He decried the treatment meted out to workers in the security and business process outsourcing (BPO) industries, where employment rights are under threat.

“Look at what is happening in the BPO, security guard and the hotel sectors. Persons are contract workers [for] two years, six month. What are you going to do if, and when, you raise an issue, all a person can say is, ‘Well, I will not renew your contract’?” Ennis asked. “It’s not a matter that they even have to have a hearing; they just wait until your three-month contract expires and don’t renew it.”


Last week, Robinson said the absence of industrial relations hostility will be a big drawing card for investors.

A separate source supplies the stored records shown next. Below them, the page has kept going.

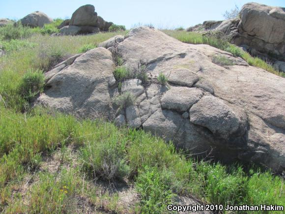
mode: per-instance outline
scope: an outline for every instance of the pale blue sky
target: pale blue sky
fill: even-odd
[[[71,17],[79,6],[90,4],[105,20],[129,29],[139,23],[155,27],[187,28],[205,20],[223,20],[223,14],[244,0],[1,0],[0,18],[19,19],[39,10],[53,18]],[[258,3],[285,7],[285,0],[256,0]]]

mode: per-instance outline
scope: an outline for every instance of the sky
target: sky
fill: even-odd
[[[0,18],[19,19],[35,11],[52,18],[71,18],[80,6],[93,4],[106,21],[127,29],[151,24],[156,28],[184,28],[206,20],[222,20],[223,14],[236,4],[240,8],[250,1],[244,0],[0,0]],[[285,0],[255,2],[285,7]]]

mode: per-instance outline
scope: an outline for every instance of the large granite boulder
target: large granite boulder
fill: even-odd
[[[7,25],[11,25],[14,23],[13,21],[8,19],[0,19],[0,27],[5,26]]]
[[[72,14],[69,25],[77,26],[96,26],[97,13],[91,4],[81,6]]]
[[[109,91],[114,79],[111,52],[98,48],[72,60],[71,64],[46,73],[47,90],[37,103],[80,117],[114,119]]]
[[[115,42],[116,38],[102,44],[108,50],[91,50],[48,72],[46,89],[36,103],[141,127],[193,155],[285,169],[285,79],[245,62],[219,66],[212,61],[217,54],[242,60],[148,28],[133,29]],[[119,84],[120,93],[136,98],[122,109],[112,104],[119,94],[112,48],[130,71],[145,62],[150,78],[147,84],[133,79]],[[160,73],[169,77],[168,86],[158,83]]]
[[[285,8],[257,3],[245,4],[240,12],[237,45],[247,45],[256,55],[284,60]]]
[[[20,20],[23,25],[31,28],[37,27],[42,28],[45,24],[50,24],[53,21],[53,19],[40,11],[36,11],[28,14]]]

“I am pleased to announce that the industrial relations environment in Jamaica is the most peaceful it has been in decades,” said Robinson, who was speaking at the recent ground-breaking ceremony for the new Ocean Coral Spring H10 Hotel in Trelawny.

“With a Government committed to the growth and development of our workers, the protection of the rights of both employers and employees and an economy that is poised for growth, I can say without any fear of contradiction that your investment in Jamaica is on fertile ground,” Robinson said at last week’s ground breaking ceremony for the Ocean Coral Spring H10 Hotel in Trelawny.

The government minister also noted that new investments, such as the US$250m Ocean Coral Spring hotel development, will help the Government to stamp out informality in the country’s labour force.

“The informal economy accounts for a significant percentage of the labour force. Government is intent on breaking that cycle of informality where more and more Jamaican workers will be trained and transitioned into the formal economy,” Robinson told project developers and others in the audience. “Investments such as these are rather encouraging, as the workers who are trained will find employment in keeping with the ‘decent work agenda.”

According to Robinson, the approach will allow workers to better access social benefits such as housing solutions and to contribute to the National Insurance Scheme, a retirement and welfare fund.

“I beseech all employers to take every step to utilise the local workforce as our Jamaican workers are known internally to be industrious and committed,” she said.